In January 2009, Magee apologised to victims of clerical sex abuse after a report compiled by the Health Service Executive (HSE) found his diocese had put children at risk of harm through an “inability” to respond appropriately to abuse allegations. In spite of “a large number of calls for his resignation” the Bishop signalled his intention to remain.
Further analysis in January 2009 suggested that the bishop and diocese staff were sparing with details of allegations, and that Bishop Magee might have to resign, but also that the Irish government had not yet legislated for all the improvements in the law of evidence that were called for in the Ferns Report of 2005.
Intervention by Rome
On 7 March 2009 Pope Benedict appointed Archbishop Dermot Clifford of Cashel and Emly as apostolic administrator of the Cloyne diocese, though Bishop Magee remained Bishop in title. Bishop Magee requested that the Pope take this action on 4 February. Bishop Magee said that he would use the time to “devote the necessary time and energy to cooperating fully with the government Commission of Inquiry into child protection practices and procedures in the diocese of Cloyne”. In accordance with canon law, an apostolic administrator is named for an open-ended interim period. Bishop Magee’s resignation was formally accepted by the Vatican on 24 March 2010.
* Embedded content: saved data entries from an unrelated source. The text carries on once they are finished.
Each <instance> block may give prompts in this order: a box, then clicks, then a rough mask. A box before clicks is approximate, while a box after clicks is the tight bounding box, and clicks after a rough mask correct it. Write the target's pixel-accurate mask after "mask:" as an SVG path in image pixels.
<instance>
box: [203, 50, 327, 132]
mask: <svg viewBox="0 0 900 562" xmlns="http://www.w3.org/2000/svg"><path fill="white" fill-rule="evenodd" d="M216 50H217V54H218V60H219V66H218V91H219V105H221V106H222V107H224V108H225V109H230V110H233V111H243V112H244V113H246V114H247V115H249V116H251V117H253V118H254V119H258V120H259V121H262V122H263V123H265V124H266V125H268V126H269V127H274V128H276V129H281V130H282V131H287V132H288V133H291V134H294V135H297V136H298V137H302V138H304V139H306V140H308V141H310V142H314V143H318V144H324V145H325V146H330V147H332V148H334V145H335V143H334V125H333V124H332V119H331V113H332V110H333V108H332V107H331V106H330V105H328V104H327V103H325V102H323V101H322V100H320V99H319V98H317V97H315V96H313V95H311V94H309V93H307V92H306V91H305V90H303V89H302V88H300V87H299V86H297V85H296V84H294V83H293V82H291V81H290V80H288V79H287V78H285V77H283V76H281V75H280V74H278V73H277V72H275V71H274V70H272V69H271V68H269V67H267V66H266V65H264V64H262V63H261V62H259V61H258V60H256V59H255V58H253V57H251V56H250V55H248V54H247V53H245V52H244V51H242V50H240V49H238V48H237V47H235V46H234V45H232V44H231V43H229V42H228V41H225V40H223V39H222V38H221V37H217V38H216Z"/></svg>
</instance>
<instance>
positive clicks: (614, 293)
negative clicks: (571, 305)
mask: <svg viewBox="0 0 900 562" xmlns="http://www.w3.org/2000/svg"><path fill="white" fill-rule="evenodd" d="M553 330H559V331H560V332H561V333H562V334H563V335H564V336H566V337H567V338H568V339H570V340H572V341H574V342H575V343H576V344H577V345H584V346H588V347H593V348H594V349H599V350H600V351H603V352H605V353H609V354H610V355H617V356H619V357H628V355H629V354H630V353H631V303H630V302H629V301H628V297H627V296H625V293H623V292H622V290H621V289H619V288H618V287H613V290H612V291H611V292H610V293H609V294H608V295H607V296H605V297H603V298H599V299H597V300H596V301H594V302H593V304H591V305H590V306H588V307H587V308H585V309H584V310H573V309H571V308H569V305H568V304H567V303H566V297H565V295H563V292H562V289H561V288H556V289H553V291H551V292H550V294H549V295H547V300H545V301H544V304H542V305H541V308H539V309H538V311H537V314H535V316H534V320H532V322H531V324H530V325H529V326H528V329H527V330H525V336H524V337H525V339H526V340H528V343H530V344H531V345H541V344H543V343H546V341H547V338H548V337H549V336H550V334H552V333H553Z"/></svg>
Judicial Inquiry report, July 2011
Due to the success of the 2009 Murphy Report, a judicial inquiry into the sexual abuse scandal in the Catholic archdiocese of Dublin, the same team was reappointed to investigate allegations surrounding the diocese of Cloyne. Its remit included investigating the state’s health and policing practices as well as the Church itself. Judge Murphy’s Inquiry issued its report on 13 July 2011. The findings of fact included that:
Two-thirds of abuse allegations made in 1996–2009 were not passed on to the Garda, as required by the Church’s 1996 guidelines
In a secret letter the Vatican described the Irish bishops’ 1996 guidelines to be a “study document”, and not a binding set of rules
Bishop Magee had misled the former inquiries by the Health Service Executive (HSE) in 2009
An accusation against Bishop Magee himself was dismissed; another 18 priests were named using pseudonyms
Taoiseach and other reaction
On 20 July 2011 Taoiseach Enda Kenny criticised the Vatican, deploring “the dysfunction, disconnection and elitism that dominates the culture of the Vatican to this day” The Vatican reacted “to evidence of humiliation and betrayal … with the gimlet eye of a Canon lawyer[, a] calculated, withering position.” He also told the Dáil that “the historic relationship between church and state in Ireland could not be the same again. The rape and torture of children were downplayed or ‘managed’ to uphold instead the primacy of the institution, its power, standing and reputation.”
In a televised interview, Archbishop Diarmuid Martin deplored a “cabal” in the Church that still refused to recognise Vatican rules on child protection.
Alan Shatter, the Minister for Justice and Equality, said that “.. it is difficult to read the Cloyne Report and avoid despair. ..The report’s findings are unambiguous. It is severely critical of the Diocese of Cloyne. The diocese’s response to complaints and allegations of child sexual abuse in the period from 1996 up to 2008 was totally inadequate and inappropriate.”
Head of the Holy See Press Office Federico Lombardi, speaking on a personal basis, said it was “.. somewhat strange to see the Vatican criticised so heavily”. Regarding the 1997 letter that suggested that the 1996 bishops’ child protection guidelines amounted only to a “study document”, he added that “There is no motive to interpret the letter in the way it has been, as an attempt to cover up cases of abuse. There is nothing in the letter which suggests not respecting the laws of the land.”
The Cloyne diocese commented that the 11 priests considered abusive in recent decades worked among 415 priests about whom no complaints were made.